During development, oligodendrocyte progenitor cells (OPCs) migrate extensively throughout the spinal cord. However, their migration is restricted at transition zones (TZs). At these specialized locations, unique glial cells in both zebrafish and mice play a role in preventing peripheral OPC migration, but the mechanisms of this regulation are not understood. To elucidate the mechanisms that mediate OPC segregation at motor exit point (MEP) TZs, we performed an unbiased small-molecule screen. Using chemical screening and in vivo imaging, we discovered that inhibition of A2a adenosine receptors (ARs) causes ectopic OPC migration out of the spinal cord. We provide in vivo evidence that neuromodulation, partially mediated by adenosine, influences OPC migration specifically at the MEP TZ. This work opens exciting possibilities for understanding how OPCs reach their final destinations during development and identifies mechanisms that could promote their migration in disease.

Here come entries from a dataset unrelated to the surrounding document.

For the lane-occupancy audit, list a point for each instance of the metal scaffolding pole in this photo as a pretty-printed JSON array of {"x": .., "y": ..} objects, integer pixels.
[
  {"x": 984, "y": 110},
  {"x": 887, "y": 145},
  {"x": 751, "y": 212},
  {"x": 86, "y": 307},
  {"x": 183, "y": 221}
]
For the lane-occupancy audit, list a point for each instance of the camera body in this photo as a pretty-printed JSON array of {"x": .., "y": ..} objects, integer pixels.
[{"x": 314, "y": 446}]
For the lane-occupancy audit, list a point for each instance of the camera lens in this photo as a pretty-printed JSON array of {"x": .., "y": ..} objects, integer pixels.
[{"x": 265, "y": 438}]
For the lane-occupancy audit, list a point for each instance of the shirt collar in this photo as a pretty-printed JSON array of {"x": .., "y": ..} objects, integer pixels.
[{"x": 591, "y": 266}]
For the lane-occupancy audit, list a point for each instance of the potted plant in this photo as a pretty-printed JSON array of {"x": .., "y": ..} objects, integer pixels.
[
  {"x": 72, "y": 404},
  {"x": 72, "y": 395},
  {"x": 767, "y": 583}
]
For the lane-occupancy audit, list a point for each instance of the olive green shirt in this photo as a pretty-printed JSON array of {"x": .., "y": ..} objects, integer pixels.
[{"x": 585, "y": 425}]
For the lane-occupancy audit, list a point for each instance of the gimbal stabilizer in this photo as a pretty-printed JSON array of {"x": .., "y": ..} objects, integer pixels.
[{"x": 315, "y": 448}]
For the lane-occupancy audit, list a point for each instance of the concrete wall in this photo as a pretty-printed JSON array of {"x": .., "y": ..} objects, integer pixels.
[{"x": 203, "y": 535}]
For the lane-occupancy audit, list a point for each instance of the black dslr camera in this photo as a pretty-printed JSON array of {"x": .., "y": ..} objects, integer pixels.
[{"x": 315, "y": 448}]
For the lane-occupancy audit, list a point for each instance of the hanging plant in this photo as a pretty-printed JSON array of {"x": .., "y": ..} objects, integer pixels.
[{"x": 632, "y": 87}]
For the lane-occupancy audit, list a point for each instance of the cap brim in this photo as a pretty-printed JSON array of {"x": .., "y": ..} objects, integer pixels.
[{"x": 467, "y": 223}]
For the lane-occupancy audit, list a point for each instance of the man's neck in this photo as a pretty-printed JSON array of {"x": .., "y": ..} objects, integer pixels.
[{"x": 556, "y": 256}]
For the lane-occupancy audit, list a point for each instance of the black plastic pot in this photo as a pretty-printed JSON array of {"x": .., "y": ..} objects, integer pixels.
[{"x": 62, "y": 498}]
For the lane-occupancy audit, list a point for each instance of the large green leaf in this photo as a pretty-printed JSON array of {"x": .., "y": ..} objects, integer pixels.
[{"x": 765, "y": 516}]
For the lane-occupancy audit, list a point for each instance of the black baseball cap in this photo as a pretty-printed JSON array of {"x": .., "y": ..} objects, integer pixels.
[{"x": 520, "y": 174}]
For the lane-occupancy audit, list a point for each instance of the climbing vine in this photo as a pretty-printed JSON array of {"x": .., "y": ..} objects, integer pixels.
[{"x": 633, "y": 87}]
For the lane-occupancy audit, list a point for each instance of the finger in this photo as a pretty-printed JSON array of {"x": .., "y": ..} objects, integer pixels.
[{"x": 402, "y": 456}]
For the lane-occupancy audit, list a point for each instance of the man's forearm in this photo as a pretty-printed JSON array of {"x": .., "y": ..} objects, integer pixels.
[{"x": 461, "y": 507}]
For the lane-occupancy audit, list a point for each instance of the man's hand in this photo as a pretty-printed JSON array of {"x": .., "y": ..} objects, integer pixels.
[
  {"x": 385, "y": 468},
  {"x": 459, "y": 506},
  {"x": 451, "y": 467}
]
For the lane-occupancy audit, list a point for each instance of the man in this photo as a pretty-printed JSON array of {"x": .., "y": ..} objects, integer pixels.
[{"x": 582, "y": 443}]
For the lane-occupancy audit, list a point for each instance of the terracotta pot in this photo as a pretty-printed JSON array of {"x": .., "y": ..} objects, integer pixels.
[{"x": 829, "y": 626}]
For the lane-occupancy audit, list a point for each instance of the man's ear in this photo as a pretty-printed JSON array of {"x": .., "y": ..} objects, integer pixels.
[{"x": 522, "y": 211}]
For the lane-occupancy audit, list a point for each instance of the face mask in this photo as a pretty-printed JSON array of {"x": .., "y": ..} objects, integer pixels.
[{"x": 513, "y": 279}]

在发育过程中,少突胶质前体细胞(OPC)广泛迁移到整个脊髓中。然而,它们的迁移在过渡区(TZs)受到限制。在这些特殊的位置,斑马鱼和小鼠中的独特神经胶质细胞在防止外周 OPC 迁移中发挥作用,但这种调节的机制尚不清楚。为了阐明介导运动出口点(MEP)TZs 中 OPC 分离的机制,我们进行了一项无偏小分子筛选。使用化学筛选和体内成像,我们发现抑制 A2a 腺苷受体(ARs)会导致 OPC 异常迁移出脊髓。我们提供了体内证据,表明神经调节部分通过腺苷来影响 OPC 迁移,特别是在 MEP TZ 处。这项工作为理解 OPC 在发育过程中如何到达其最终目的地提供了令人兴奋的可能性,并确定了在疾病中促进其迁移的机制。